Last month, after watching Braveheart in his north London flat, I imagined we were in Scotland in the 13th century.
Instead of taking off his jeans, Eliot had unbuttoned his kilt (it would look great on him). Instead of the slightly uncomfortable bed in his tiny rented room, we were in an even more uncomfortable cabin surrounded by ferns. His body was not unlike that of a young Mel Gibson, so it wasn’t too strange.
Sometimes I imagined we were being watched. Objectifying what our true selves did made it all the more exciting. I kept these things to myself, though: I wasn’t sure how Eliot felt about playing William Wallace, and I knew he didn’t like voyeurism.
But last week, while his flatmates were out and the kids were at school, we met up for an afternoon of naughty sex.
I loved Eliot for many reasons: he was funny, caring, successful, but also young and fit. And I knew that to him I was the older, sexier woman. I realized that our age difference was the ultimate sexual fantasy for us. We were living it anyway, but it would be even more exciting if we expressed it openly.
I leaned back and guided his hand to my chest, then pushed his hand lower. Then I took a chance and spoke. “I’m only here for one thing,” I said (not entirely true, we’d shared a sandwich earlier), “and you’re going to give it to me, with your young, hard body.”
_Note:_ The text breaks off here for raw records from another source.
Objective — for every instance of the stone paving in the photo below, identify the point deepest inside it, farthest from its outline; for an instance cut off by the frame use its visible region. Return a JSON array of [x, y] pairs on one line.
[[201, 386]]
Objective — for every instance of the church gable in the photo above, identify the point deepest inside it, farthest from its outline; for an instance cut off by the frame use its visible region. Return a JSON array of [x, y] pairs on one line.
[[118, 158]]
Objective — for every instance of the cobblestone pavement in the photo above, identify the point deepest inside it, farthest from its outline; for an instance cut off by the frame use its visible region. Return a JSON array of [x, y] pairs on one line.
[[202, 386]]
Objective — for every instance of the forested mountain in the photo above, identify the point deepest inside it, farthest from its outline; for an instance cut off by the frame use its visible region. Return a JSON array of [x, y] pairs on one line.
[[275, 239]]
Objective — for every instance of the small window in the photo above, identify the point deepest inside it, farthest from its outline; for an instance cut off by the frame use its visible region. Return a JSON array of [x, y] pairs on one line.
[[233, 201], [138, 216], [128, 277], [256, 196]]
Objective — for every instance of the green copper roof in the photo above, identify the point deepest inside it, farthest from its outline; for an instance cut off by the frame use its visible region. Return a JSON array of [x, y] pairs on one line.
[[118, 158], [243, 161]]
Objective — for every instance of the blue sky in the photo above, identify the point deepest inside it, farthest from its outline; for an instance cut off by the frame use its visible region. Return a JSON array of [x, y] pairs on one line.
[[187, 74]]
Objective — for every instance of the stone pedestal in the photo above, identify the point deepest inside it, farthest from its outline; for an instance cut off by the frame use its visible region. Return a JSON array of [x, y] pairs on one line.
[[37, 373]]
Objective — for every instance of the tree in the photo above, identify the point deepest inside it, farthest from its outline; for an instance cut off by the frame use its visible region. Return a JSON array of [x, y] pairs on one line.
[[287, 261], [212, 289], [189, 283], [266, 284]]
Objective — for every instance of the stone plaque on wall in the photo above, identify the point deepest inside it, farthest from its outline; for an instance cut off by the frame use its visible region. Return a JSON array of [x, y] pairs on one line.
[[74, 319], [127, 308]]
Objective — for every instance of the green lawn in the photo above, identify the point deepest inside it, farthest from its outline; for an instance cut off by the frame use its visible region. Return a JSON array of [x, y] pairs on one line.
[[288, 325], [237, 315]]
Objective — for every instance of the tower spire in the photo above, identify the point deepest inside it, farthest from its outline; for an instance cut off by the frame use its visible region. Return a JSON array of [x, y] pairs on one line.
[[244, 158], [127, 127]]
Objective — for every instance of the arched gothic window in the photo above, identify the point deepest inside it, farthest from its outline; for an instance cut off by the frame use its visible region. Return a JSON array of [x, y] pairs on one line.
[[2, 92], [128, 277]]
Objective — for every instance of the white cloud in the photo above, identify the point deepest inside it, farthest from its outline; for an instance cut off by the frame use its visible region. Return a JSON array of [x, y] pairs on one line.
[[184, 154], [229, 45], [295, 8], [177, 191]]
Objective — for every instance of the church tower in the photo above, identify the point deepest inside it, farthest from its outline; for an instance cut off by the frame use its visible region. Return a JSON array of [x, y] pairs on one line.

Eliot looked at me with raised eyebrows, but I pressed on. “First you’ll do whatever I want, like a good boy,” I said. “And then, if you’re very good, I’ll let you do whatever you want, which is…” I listed a few things, explicitly.
Eliot gasped. “Tell me again,” he said.
I told him again, making it dirtier.
‘Yes, yes, please.’
It was really role-playing, but only because we were talking about the roles we played.
A little fantasy also crossed my mind: I would use Eliot mercilessly and then get up and leave unconditionally. But the truth is that when I left to pick up the children from school, my heart ached for days.
- Annabel Bond is a pseudonym. Names have been changed.